第7章 トラ男とパン女の攻防戦
恋かどうかを知りたいのなら、その人の隣に自分じゃない誰かの姿を思い浮かべろ。
それがレイジュにもらったアドバイスではあるが、別にムギはそんなものを知りたいわけじゃない。
彼女にはただ、男性と付き合う時の決め手を尋ねただけだ。
なんというか、人生の後学のために。
鞄を奪われ空になった手を開いたり握ったりしながら、ちらりとローを見上げた。
その人の隣に自分じゃない誰かの姿を思い浮かべろ、と言われても、それがなかなかに難しい。
そもそもムギは自分がローの隣にいて然るべき人間だとは思っていないし、ローが女の子に優しくする姿を想像できない。
でも、現にローはムギに優しく接しているのだから、贅沢すぎる矛盾に苦悩した。
例えば……と、偶然すれ違った見知らぬ他校の女子高生の顔を覚え、想像の中で自分と置き換えた。

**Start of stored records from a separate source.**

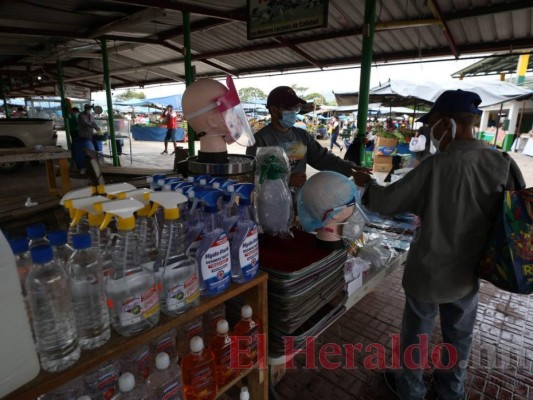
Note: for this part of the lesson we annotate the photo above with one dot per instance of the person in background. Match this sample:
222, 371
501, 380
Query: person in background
457, 193
301, 148
171, 119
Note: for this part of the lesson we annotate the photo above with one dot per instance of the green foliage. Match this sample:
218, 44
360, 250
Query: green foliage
251, 93
130, 95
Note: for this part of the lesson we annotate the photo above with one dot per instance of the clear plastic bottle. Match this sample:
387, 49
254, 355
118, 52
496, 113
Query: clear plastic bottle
88, 293
246, 334
132, 297
130, 390
176, 274
198, 369
37, 235
62, 251
165, 383
54, 324
220, 345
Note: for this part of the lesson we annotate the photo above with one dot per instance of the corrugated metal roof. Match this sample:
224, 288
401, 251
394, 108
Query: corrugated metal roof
145, 38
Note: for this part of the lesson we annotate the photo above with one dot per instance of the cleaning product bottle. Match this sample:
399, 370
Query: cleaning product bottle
165, 383
199, 376
131, 390
88, 293
176, 274
213, 254
83, 224
220, 345
54, 323
146, 226
132, 299
244, 244
17, 343
61, 249
274, 200
246, 334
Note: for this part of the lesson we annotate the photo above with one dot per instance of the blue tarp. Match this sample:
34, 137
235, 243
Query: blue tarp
154, 133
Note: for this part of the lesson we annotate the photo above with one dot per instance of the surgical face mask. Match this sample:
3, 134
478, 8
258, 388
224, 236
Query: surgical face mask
288, 119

今、彼の隣を歩いているのは自分ではなく、あの女子高生だったら、と。
「……おい。」
「な、なんですか!?」
想像している途中で現実に引き戻され、ムギは慌てて返事をした。
「さっきから黙っているが、具合でも悪いのか?」
普段からムギはお喋りな方ではないが、心ここに在らずだと見抜かれてしまったのだろう、やましさから早口に否定した。
「わ、悪くないですよ、元気爆発です!」
「……元気溌剌、な。それならいいが。」
危ない。
もし具合が悪いと思われたのなら、いつかのように無事に家まで帰してもらえないだろう。

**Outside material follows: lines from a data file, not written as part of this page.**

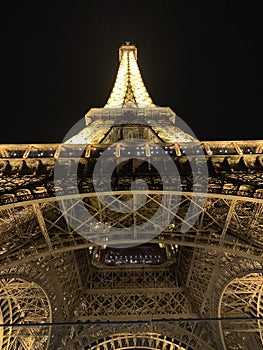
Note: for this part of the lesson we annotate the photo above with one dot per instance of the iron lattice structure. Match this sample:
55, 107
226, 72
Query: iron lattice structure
200, 288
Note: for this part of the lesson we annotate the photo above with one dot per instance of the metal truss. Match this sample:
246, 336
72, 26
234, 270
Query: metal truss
221, 223
222, 244
242, 297
23, 302
161, 335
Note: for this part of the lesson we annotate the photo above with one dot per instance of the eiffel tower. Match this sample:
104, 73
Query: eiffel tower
136, 257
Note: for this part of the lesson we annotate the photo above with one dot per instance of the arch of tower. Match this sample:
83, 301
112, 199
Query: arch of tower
195, 284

ローと適度な距離を保ちたいと願っているはずなのに、自ら首を絞める行為に冷や汗が出る。
一度想像しかけたものを霧散させ、元気をアピールしようと、どうでもいい話題を咲かせた。
日本史の授業が退屈で眠いとか、ボニーの昼食内容が凄まじいとか、バラティエの次回新作パンの予想とか。
やましさを誤魔化すための一方的な会話にも、ローは退屈な表情ひとつ見せず、相槌を打ったり、時折意見を挟んだりしながら歩いていく。
そのうち会話自体を純粋に楽しんでしまい、なにをやっているんだと自己嫌悪に陥った。